D’après Olaf Maennel, professeur en cybersécurité au centre d’investigation numérique et de cybersécurité, les responsables des armateurs ne sont toujours pas conscients des nuages qui s’amoncellent autour de leur activité. Les navires dépendent de plus en plus de la technologie et d’Internet, avec les cartes électroniques et les manifestes mis à jour de manière électronique, et l’utilisation de plus en plus large des communications par satellite. “Cela signifie que les ordinateurs du navire sont vulnérables et que les dommages potentiels pour les grandes compagnies pourrait se chiffrer en centaines de millions d’euros”, précise-t-il.

Il estime également que le nombre de machines autonomes connectées les unes aux autres va augmenter de manière très significative dans un futur proche. Il est donc nécessaire d’établir les protocoles de communication résistants aux cyberattaques et d’augmenter le niveau de sensibilisation et de préparation des équipages aux incidents cyber.

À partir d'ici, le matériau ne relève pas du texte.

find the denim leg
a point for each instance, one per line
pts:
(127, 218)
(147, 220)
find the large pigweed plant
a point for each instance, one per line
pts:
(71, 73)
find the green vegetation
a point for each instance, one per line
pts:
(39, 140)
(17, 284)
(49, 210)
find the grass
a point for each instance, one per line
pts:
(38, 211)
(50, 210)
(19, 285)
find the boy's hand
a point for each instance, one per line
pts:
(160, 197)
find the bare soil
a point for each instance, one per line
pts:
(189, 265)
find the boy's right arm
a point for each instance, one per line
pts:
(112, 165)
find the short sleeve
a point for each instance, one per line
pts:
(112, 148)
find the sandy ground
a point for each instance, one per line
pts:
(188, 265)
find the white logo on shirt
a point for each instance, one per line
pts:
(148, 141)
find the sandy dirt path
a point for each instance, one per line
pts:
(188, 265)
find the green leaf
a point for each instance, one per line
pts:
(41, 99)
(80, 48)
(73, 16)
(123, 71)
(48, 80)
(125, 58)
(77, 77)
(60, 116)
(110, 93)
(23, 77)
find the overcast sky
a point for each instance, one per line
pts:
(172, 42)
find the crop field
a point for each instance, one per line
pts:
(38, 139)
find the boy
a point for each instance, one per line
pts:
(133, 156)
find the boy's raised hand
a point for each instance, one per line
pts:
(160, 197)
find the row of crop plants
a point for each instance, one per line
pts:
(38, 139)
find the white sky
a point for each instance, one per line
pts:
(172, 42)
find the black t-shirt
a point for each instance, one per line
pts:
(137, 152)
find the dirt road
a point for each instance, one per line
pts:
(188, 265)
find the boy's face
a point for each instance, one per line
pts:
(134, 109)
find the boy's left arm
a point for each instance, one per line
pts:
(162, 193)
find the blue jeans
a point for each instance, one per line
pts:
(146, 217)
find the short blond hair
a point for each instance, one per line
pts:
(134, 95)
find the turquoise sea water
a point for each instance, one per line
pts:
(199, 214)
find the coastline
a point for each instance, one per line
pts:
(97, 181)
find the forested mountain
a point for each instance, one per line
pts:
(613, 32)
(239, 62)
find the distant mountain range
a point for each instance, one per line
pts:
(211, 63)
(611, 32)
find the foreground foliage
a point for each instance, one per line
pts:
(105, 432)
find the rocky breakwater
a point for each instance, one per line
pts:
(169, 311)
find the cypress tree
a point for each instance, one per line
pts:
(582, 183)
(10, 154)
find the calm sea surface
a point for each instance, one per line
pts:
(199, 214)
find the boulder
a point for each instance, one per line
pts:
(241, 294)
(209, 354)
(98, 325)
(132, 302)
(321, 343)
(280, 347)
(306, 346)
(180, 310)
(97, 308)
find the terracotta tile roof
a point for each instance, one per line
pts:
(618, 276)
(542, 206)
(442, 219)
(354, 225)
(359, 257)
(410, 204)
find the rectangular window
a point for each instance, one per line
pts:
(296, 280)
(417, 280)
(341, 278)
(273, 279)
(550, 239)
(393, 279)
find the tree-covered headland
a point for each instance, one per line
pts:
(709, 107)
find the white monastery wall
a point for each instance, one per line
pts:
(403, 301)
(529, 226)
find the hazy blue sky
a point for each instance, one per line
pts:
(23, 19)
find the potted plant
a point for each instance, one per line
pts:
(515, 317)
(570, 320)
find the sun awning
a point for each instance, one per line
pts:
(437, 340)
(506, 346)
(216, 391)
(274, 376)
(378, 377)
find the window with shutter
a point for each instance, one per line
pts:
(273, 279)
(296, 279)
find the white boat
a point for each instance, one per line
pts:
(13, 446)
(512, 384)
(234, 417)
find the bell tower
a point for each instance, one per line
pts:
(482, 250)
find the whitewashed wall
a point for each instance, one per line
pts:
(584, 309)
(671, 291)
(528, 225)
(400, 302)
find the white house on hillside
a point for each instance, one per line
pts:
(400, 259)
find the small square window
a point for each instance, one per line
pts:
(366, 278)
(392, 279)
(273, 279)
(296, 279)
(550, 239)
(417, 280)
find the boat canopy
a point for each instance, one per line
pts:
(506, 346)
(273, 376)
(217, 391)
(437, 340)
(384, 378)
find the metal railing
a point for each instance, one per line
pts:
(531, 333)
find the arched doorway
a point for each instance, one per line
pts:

Le futur centre de cybersécurité maritime a ainsi pour objectif de développer des programmes de formation doctorale et de niveau master, d’organiser des conférences et des évènements. Ainsi, les étudiants se préparant à une carrière embarquée au sein de l’École maritime estonienne recevront, pour la première fois l’année prochaine, une formation dédiée à la cybersécurité et à la gestion des risques.

Pour la petite histoire, à l’automne 2019, les deux organismes ont soumis une demande de financement auprès de l’Union européenne dans le cadre du programme H2020 “ERA Chairs”. L’objectif de ce programme est d’aider les universités et les autres organismes de recherche des régions de “convergence” et de la “périphérie” de l’Union européenne à améliorer leur compétitivité pour l’obtention de financements dans la recherche.

On se rappelle que l’Estonie a été victime d’une vague importante de cyberattaques en 2007 et a, par la suite, beaucoup investi sur le sujet. Conséquences directes : la rédaction du fameux “Manuel de Tallinn“, véritable guide sur l’application de la loi internationale dans le cyberespace, et implantation en Estonie du centre d’excellence de l’OTAN sur les questions de cyberdéfense, le (réputé) CCDCOE (Cooperative Cyber Defence Centre of Excellence).